MINERAÇÃO

Por Fernanda Perdigão

 

Passados 3 (três) anos e 8 (oito) meses do desastre-crime da empresa Vale S.A com o rompimento da barragem da mina do Córrego do Feijão em Brumadinho, as pessoas atingidas vítimas dos danos ainda existentes, criam a Carta Manifesto pela Vida, como um pedido de socorro.

É preciso relembrar que em fevereiro de 2021, o Estado de Minas Gerais juntamente com os Ministérios Públicos Federal e Estadual e Defensoria Pública do Estado, firmaram junto à empresa ré Vale S.A um Acordo Judicial que trata dos danos coletivos provocados pelo desastre-crime, há época, as pessoas atingidas denunciaram a não participação de grupos e pessoas atingidas nas tratativas do Acordo Judicial.

O Acordo Judicial expressa o montante de cerca de 37 bilhões de reais, de forma que cerca de 11 bilhões são definidos pelo Estado de Minas Gerais como compensação pelos prejuízos econômicos imputados pelo desastre-crime ao Estado, e dois anexos que totalizam aproximadamente 3 bilhões de reais – sendo 1,5 bilhões para o município de Brumadinho e o restante distribuídos nos 26 municípios afetados ao longo da bacia do Rio Paraopeba – conforme expresso no próprio Acordo, os anexos 1.3 e 1.4 são para fortalecimento de políticas públicas.

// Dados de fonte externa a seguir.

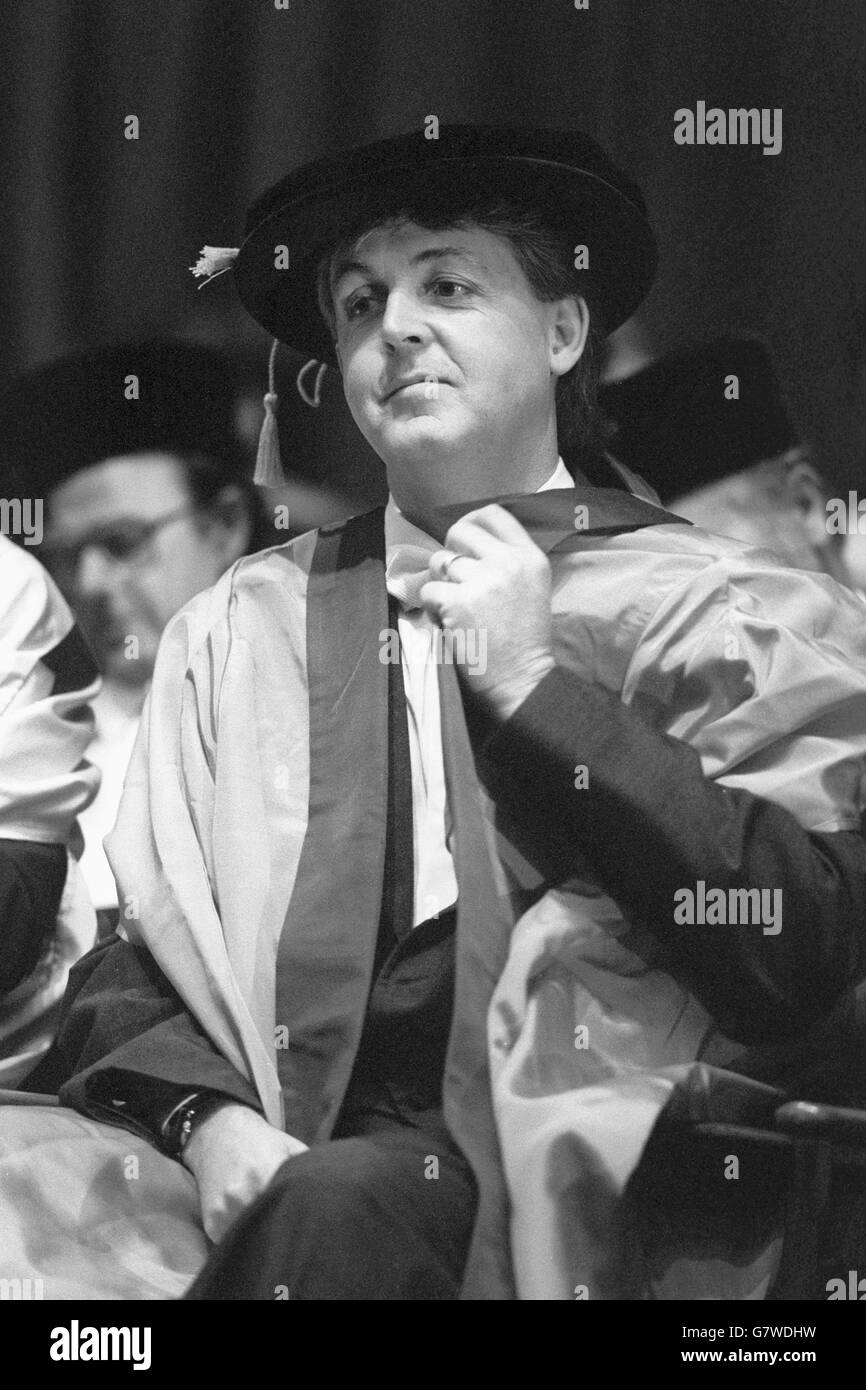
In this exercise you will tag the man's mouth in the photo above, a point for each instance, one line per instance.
(426, 378)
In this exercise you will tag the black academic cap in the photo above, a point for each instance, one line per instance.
(685, 423)
(79, 409)
(563, 175)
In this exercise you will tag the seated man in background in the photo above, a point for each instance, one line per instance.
(148, 484)
(709, 428)
(47, 684)
(406, 983)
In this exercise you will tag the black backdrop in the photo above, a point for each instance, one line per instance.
(97, 231)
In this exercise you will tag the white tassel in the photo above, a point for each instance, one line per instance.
(214, 260)
(268, 464)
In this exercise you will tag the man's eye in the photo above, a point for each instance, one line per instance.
(120, 544)
(356, 307)
(449, 288)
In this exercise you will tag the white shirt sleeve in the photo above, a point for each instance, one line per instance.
(47, 680)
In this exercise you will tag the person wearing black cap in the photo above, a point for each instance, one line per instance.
(410, 987)
(711, 430)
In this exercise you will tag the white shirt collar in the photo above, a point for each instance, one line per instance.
(401, 531)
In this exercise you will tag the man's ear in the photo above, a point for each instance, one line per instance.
(806, 494)
(569, 332)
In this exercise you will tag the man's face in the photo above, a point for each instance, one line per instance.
(125, 601)
(449, 362)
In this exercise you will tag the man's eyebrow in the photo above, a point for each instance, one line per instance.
(430, 253)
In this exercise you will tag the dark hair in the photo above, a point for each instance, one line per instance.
(544, 252)
(207, 477)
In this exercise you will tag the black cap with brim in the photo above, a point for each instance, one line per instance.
(562, 175)
(85, 407)
(684, 423)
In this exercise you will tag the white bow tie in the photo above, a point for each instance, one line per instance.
(406, 571)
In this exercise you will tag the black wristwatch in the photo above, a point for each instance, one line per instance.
(178, 1125)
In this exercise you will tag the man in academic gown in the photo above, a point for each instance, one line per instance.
(47, 684)
(402, 984)
(136, 449)
(709, 426)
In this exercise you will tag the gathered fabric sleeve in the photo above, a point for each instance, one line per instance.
(736, 756)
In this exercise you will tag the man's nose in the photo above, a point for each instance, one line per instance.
(403, 320)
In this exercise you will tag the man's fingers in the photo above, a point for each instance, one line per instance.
(437, 595)
(449, 565)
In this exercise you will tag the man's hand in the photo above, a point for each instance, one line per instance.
(492, 584)
(234, 1154)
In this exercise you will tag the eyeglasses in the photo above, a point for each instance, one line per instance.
(121, 541)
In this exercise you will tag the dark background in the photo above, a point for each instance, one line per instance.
(97, 231)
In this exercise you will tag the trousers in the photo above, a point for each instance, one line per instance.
(382, 1209)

As pessoas atingidas denunciam que tais anexos priorizam obras de infraestrutura viária, não existindo investimentos para a saúde pública a fim de suportar o adoecimento – físico e mental – devido aos danos existentes, dentre eles a contaminação por metais pesados, comprovados por estudos já realizados como a pesquisa da Fiocruz.

No mês que marca a prevenção ao suicídio, o Setembro Amarelo, a Rede de Articulação da Bacia do Paraopeba – Paraopeba Participa – realiza ações de conscientização da importância dos cuidados com a saúde mental, promoveram uma live sobre o tema e denunciaram os graves danos nos 26 municípios afetados na Bacia do Rio Paraopeba e no caso do Município de Brumadinho a gravíssima marca de 146 (cento e quarenta e seis) casos registrados de tentativas de suicídio, e o aumento abusivo de uso de ansiolíticos e antidepressivos chegando a ser distribuídos no ano de 2021 mais de 90.000 comprimidos também no município de Brumadinho.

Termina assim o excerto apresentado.